FAQ: Do students get the same amount of financial aid every year?

Students are not likely to receive the same amount of financial aid every year. This can be a good thing or a bad thing but too often is a bad thing. Students must apply for financial aid each year and any changes in their families’ circumstances can affect their EFC and the amount of money awarded. This can be a good thing when a family’s situation changes for the worst and the student receives additional aid to compensate for a lower EFC. The same would be true if the EFC remained the same but the cost of attendance increases as it has been known to do.

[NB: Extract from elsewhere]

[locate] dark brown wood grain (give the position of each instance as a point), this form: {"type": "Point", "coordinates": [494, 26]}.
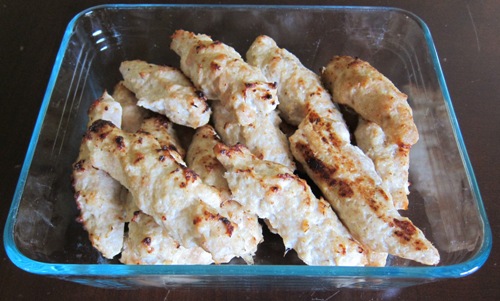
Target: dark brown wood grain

Unfortunately, students can have the exact same EFC from year to year but receive less financial aid, or at least, less grant aid. This is referred to “front loading.” According to Mark Kantrowitz, approximately half of all colleges provides more grants or “gift aid” to students in their freshman year than in the following years. This means that students are likely to be taking out more loans each year as the grant amounts decrease.

You can get an idea if front loading is a concern by visiting College Navigator and comparing the amount of “Grant or Scholarship aid” freshman receive to the average for all undergraduates (This is also available on the DIY College Search Spreadsheet). For NYU, you’ll see that freshman average $30,319 while all undergraduates average $25,146. Or you can check the “Average Percentage of Need Met” at CollegeData.com. NYU met an average of 70% of freshman need but only 62% of all undergraduates.

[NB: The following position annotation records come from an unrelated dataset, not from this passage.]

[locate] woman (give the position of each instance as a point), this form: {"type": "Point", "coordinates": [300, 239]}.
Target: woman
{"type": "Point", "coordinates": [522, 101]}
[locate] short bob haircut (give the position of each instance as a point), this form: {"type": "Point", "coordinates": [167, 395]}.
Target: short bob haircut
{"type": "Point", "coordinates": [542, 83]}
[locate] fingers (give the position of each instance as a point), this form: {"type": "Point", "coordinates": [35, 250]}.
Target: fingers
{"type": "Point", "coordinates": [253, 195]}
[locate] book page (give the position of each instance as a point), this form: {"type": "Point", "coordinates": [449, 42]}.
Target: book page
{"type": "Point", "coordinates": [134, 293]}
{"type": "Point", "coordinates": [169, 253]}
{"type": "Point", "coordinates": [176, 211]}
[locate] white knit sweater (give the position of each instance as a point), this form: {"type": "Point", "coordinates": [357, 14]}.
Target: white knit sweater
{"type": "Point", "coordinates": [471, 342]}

Schools are able to get away with this because students are unlikely to transfer after their freshman year. Transfer students tend to receive even less generous financial aid awards than “native” students. In other words, after the freshman year, the school has a captive audience and doesn’t have to try as hard.

Finally, scholarships from the school not dependent on need are usually renewable for four years at the same amount only if the student maintains a specific GPA and any other eligibility requirements. Higher GPA requirements make it more likely that students will lose their merit scholarships. Students should check with the school if they have any questions concerning the scholarship requirements and any possible grace periods.

Students aren't likely to receive the same amount of aid every year because of changing family financial conditions and availability of aid.